The remaining controls stand at the “Skims” configuration, where we select the fields we should skim when computing the paths.
Basic workflow#
We’ll use Sioux Falls example to compute the impedance matrix. We begin chosing the mode (1) and the field to minimize (2). Let’s compute skims for centroids to centroids (3), without blocking flows through centroids (4) because all nodes in Sioux Falls are also centroids.
To select the skims for computation, select them at the available skims panel and click on the arrow to add it to computation panel (steps 5 to 7). Finally, create an output name (8) and compute the skims (9).
With the results computed, one can display them on the screen, loading the data from the Matrix tab, using the Visualize data tool in the Mapping menu.
Skim viewer#
The skim viewer tool allows the user to easily visualize network costs, even for metrics that weren’t skimmed yet. The skim viewer window looks like this:
In the Layer group, you can select the starting node/zone ID and configure the color map range for plotting. It is now possible for you to invert the colors in the color map, so feel free to customize your view as necessary. By default, every time Skim Viewer is initialized, a random value is assigned to the start ID. You can either use it or select a preferred start ID.
In the Path configuration group, you can set the graph configurations, such as the mode, the minimizing (cost) field, the choice to block or allow flows through the centroids. If the ‘links’ layer is at the layers’ panel, Skim Viewer allows you to use its joined fields as minimizing or skimming fields.
To start Skim Viewer one of ‘nodes’ or ‘zones’ layer must be the active layer, otherwise an error is raised. To configure the start node/zone ID, it is possible to use the start ID box (pre-configured or customized) or select one feature in the active layer prior to the Skim Viewer initialization. If a feature is selected and a value for start ID is set, Skim Viewer is going to use the selected feature value for path calculation.
When visualizing the skims, you’ll notice that a memory layer named ‘skim_viewer’ is created. It contains the node/zone ID for joining the nodes or zones layer and a data column that holds the data to be plotted. Whenever the selected node/zone changes, the values in the data column also change.
Skim view without joined layer#
For demonstration purposes, we’ll use the Coquimbo model for this example. You can go directly to the skim viewer and set the configuration, as presented below:
The output in the map canvas is:
If you select any other node with the skim viewer window open in the background, you will notice that the image displayed in the map canvas automatically changes.
If you want to change either the minimizing field or skimming field (or both), you can modify your selection directly in the skim viewer window, and it will be automatically recomputed for display in the map canvas.
Skim viewer with joined layer#
For this example, we’ll use the Sioux Falls model. First, join the ‘links’ layer with the desired results table (see Visualize data for more information). Then, go to the skim viewer. When you see the window for the first time, you won’t notice anything different, but when you click on the minimize field and available skims, you’ll notice that the joined fields also appear here.

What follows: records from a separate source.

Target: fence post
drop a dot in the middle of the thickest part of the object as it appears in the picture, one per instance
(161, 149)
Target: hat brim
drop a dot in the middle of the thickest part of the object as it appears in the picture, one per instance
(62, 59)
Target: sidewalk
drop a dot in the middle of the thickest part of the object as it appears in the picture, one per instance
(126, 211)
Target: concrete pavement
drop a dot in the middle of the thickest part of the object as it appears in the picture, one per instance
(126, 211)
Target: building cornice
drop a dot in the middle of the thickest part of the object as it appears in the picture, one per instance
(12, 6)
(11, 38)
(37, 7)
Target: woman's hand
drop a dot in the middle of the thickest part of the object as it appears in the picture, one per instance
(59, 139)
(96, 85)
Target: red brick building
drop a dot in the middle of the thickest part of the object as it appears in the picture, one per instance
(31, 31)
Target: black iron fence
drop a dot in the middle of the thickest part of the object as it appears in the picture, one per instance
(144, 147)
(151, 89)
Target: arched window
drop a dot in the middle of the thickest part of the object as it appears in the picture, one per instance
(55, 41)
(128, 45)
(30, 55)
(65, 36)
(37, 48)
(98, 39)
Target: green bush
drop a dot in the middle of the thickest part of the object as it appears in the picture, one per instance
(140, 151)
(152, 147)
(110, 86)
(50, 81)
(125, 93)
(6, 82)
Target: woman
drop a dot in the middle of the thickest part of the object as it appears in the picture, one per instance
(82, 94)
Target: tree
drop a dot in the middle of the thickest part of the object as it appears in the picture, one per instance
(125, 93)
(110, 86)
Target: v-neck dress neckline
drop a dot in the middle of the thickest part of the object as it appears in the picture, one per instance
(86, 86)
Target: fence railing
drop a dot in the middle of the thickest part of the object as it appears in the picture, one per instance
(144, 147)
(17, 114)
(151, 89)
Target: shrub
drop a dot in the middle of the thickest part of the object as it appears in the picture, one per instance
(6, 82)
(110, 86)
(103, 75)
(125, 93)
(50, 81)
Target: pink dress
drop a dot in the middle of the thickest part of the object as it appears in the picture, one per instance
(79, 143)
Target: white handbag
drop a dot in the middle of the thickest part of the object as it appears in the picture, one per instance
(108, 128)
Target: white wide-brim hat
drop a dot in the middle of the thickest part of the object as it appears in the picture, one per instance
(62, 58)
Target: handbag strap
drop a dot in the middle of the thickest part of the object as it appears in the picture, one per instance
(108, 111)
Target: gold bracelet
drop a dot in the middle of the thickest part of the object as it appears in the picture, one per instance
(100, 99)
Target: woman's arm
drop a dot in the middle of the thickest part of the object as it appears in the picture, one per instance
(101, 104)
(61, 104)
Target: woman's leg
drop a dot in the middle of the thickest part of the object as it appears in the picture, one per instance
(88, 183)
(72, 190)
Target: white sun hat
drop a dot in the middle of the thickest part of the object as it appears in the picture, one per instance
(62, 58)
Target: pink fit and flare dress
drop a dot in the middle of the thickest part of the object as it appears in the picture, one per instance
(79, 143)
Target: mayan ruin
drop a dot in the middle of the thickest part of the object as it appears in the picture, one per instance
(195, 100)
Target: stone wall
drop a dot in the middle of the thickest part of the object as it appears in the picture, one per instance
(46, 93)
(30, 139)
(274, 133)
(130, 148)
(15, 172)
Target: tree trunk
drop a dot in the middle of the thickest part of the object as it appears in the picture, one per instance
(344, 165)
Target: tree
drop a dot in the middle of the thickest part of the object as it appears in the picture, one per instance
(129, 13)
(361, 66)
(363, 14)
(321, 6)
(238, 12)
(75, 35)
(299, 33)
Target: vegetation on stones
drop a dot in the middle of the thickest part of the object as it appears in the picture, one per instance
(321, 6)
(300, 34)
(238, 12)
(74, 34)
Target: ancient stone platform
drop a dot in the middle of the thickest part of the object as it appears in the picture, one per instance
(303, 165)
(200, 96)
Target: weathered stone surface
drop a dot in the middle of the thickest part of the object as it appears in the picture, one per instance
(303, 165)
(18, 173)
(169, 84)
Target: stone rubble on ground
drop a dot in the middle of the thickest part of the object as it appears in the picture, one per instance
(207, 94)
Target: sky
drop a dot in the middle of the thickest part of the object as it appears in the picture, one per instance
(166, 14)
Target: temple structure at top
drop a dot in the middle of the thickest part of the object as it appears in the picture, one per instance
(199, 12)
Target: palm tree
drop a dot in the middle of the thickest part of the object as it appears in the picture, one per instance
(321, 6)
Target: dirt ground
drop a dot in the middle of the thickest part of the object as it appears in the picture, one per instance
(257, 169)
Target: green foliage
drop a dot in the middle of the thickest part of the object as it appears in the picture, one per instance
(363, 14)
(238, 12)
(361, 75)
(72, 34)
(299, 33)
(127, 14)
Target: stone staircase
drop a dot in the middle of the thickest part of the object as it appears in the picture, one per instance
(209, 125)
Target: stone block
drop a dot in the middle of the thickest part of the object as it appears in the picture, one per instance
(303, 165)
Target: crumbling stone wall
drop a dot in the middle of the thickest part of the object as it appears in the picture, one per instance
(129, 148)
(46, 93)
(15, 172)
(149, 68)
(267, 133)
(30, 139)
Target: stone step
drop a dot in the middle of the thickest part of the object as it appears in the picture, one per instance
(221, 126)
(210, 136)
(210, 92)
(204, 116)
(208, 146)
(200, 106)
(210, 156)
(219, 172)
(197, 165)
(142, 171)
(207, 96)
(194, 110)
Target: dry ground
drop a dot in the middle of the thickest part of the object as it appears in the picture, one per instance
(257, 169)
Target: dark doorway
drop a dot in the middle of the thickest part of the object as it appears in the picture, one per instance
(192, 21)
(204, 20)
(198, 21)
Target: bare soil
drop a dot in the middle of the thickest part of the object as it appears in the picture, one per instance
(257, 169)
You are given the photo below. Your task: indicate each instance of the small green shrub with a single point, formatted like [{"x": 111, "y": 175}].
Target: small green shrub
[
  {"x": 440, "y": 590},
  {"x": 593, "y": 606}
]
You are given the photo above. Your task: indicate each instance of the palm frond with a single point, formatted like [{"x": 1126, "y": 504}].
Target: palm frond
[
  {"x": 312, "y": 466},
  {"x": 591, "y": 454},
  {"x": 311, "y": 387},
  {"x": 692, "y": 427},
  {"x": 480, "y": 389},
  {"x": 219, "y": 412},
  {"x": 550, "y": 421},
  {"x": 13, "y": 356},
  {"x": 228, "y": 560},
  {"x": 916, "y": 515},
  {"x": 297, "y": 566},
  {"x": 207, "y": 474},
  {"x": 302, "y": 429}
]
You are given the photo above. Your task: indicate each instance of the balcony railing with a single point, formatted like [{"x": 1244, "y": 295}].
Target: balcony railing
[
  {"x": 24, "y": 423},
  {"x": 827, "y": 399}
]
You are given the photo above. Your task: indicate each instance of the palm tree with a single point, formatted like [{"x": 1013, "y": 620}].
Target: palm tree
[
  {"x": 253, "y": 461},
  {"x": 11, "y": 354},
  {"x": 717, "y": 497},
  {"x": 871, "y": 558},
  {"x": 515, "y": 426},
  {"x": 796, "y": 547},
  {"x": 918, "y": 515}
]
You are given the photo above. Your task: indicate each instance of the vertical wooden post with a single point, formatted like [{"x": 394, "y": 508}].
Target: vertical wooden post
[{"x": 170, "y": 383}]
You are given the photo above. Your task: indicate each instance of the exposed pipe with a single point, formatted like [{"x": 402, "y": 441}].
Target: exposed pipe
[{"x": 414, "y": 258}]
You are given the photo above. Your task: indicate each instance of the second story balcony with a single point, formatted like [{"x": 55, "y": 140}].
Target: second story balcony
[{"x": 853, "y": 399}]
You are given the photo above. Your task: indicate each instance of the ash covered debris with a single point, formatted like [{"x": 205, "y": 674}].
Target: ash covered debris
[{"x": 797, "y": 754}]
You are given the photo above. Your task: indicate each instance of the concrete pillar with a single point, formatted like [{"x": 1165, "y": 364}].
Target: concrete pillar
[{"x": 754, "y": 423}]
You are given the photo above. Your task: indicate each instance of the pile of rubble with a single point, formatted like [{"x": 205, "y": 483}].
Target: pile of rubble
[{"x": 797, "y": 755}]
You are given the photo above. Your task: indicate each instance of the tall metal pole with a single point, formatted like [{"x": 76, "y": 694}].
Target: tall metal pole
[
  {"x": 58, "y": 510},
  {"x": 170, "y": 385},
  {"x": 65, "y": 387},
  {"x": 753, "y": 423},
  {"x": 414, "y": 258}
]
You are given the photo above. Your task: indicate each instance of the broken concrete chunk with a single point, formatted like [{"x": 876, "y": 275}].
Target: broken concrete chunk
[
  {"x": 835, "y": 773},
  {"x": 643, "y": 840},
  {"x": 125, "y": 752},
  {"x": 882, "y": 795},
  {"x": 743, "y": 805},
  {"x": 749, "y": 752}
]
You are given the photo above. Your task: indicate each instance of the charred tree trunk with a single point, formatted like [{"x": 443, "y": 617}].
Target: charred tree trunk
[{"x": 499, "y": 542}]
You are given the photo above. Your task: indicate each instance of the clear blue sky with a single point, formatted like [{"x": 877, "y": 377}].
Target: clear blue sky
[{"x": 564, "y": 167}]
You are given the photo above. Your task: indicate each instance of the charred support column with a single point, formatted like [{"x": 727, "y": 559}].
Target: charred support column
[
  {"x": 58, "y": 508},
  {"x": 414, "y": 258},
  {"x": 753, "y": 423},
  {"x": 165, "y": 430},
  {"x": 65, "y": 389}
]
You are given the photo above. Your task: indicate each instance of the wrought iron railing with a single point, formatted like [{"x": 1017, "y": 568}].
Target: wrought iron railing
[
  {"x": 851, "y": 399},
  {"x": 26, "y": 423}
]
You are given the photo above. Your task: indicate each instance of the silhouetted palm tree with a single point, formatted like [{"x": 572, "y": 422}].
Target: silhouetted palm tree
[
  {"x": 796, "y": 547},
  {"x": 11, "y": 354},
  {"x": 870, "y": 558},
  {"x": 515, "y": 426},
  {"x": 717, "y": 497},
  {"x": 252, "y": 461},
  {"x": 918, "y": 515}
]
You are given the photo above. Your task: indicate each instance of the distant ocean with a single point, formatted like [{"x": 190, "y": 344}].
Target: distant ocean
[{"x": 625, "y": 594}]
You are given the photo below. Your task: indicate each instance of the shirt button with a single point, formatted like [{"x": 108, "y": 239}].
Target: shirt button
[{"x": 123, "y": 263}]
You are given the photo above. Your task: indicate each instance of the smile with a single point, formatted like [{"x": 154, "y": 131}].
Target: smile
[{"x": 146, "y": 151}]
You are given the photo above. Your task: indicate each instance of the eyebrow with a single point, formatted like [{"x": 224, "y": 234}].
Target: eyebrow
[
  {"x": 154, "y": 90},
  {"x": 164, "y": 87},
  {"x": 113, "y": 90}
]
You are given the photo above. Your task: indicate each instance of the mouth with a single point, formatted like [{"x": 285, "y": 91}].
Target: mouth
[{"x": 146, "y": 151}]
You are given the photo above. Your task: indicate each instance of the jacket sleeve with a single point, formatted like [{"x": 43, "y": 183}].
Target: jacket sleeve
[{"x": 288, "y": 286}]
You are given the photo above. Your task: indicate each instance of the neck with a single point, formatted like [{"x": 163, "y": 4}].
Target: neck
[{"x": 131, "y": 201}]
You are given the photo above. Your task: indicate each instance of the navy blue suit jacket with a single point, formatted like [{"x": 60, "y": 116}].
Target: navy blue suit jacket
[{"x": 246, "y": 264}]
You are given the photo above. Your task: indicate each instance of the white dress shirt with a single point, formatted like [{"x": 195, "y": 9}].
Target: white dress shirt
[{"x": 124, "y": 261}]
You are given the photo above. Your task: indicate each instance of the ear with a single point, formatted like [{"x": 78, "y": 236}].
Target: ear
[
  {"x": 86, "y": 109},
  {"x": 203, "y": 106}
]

Let’s plot the zones for Sioux Falls, starting at zone ID 5, and using traffic_assignment_result_congested_time for both the costs and skimming fields. The initial configuration looks like this:
The output in the map canvas will be:
If your zone layer is active and you select another zone with the skim viewer window open in the background, you’ll notice that the image in the map canvas automatically changes.
If you want to change either the minimizing field or skimming field (or both), you can modify your selection directly in the skim viewer window, and it will be automatically recomputed for display in the map canvas.